Soon, perhaps, the only billionaires in the PRC will be the 25 members of the party politburo. The same kind of grotesque hypocrisy was a feature of life during the original Cultural Revolution. The Private Life of Chairman Mao, written by Li Zhisui, Mao’s personal physician for almost twenty years, tells the tale of a Red Emperor who publicly proclaimed the joys of communist egalitarianism and self-sacrifice while denying himself none of the decadent pleasures of an imperial court.

Today a new Red Emperor is tackling the problem of ‘extreme wealth’. Meanwhile, he and his coterie live in exclusive and secluded compounds, including Zhongnanhai, a former imperial garden in the Imperial City. Xi’s extended family accumulated their first billion dollars as long ago as 2012, the year Xi came to power. A report filed at the time by John Garnaut claimed Xi’s older brother, Qi Qiaoqiao, acquired untold wealth on behalf of the family ‘beneath assumed names and layers of holding companies’. Nonetheless, Chairman Xi, even in 2012, made a point of lecturing new cadres on the value of studying ‘Mao Zedong Thought’ to ‘avoid the lure of money’.

Chairman Xi’s attempt to copy Chairman Mao can be embarrassing, including ditching the business suit in favour of a Mao party costume for his address in Tiananmen Square to celebrate the 100th birthday of the Chinese Communist Party. There was a time when China could not survive a single day without a wise and well-chosen word from the Great Helmsman. Those days are back! Now hardly a news bulletin goes by without Helmsman Xi cited as ‘urging’ one thing or another – France and Germany not to side with the US or China’s journalists to conform to the Chinese Communist Party.

Paramount leader Deng, himself a victim of Mao’s Cultural Revolution, had a choice to make in 1978-79 when the dissident Wei Jingshen critiqued the regime’s Four Modernisations strategy – agriculture, industry, science/technology and defence. In a wall poster and subsequently an essay called Fifth Modernisation, Wei insisted on the need for a guarantee of democracy and personal freedoms. Wei argued that without this, the return of Maoist totalitarianism was always a possibility – no amount of market reforms and opening the country up to foreign investment changed the fact that the political system remained a dictatorship of the Communist Party, an organisation that could no longer be trusted to modernise China given its track record over the previous thirty years.
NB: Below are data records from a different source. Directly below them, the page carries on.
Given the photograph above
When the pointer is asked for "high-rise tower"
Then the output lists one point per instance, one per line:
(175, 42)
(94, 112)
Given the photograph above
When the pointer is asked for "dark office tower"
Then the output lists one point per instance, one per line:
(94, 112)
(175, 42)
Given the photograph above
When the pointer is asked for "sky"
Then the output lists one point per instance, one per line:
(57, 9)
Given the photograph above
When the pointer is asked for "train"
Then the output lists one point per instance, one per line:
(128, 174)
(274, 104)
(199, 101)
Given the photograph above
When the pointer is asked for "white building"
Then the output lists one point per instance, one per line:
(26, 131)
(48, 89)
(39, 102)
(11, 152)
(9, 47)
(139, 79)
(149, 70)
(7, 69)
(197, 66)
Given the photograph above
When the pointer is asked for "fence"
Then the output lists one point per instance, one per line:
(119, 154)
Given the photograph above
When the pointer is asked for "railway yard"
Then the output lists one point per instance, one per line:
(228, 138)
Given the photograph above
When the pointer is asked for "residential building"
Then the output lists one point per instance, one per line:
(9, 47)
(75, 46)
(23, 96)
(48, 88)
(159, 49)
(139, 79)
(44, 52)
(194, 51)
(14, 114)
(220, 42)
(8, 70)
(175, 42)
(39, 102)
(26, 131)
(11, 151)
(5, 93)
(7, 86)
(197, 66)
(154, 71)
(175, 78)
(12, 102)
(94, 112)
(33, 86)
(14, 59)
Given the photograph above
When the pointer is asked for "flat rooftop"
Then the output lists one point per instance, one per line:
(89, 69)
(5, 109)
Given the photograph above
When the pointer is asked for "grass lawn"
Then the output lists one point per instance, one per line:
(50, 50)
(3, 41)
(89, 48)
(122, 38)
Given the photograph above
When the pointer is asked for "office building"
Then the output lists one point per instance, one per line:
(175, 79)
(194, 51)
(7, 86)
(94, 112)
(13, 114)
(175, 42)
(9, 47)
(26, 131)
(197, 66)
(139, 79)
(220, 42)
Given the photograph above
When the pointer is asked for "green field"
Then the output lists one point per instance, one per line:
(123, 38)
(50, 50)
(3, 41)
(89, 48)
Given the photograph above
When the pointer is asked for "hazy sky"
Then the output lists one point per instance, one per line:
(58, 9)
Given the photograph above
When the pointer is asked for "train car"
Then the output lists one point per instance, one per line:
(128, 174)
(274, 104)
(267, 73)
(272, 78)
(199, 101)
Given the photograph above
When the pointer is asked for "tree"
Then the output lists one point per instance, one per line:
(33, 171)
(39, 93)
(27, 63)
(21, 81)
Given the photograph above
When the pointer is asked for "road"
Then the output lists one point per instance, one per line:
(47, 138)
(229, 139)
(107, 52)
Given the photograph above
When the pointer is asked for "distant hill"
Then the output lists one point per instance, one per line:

Deng Xiaoping disagreed. He jailed Wei and subsequently dismantled Democracy Wall, confident that by introducing market reforms and adopting a somewhat more liberal attitude to the arts and literature, the party showed it could be trusted to not repeat the mistakes of the past. The de-Maoisation of China would endure, albeit with Mao’s perfectly preserved body on display within a crystal coffin in an ornate mausoleum off Tiananmen Square. How wrong can you be?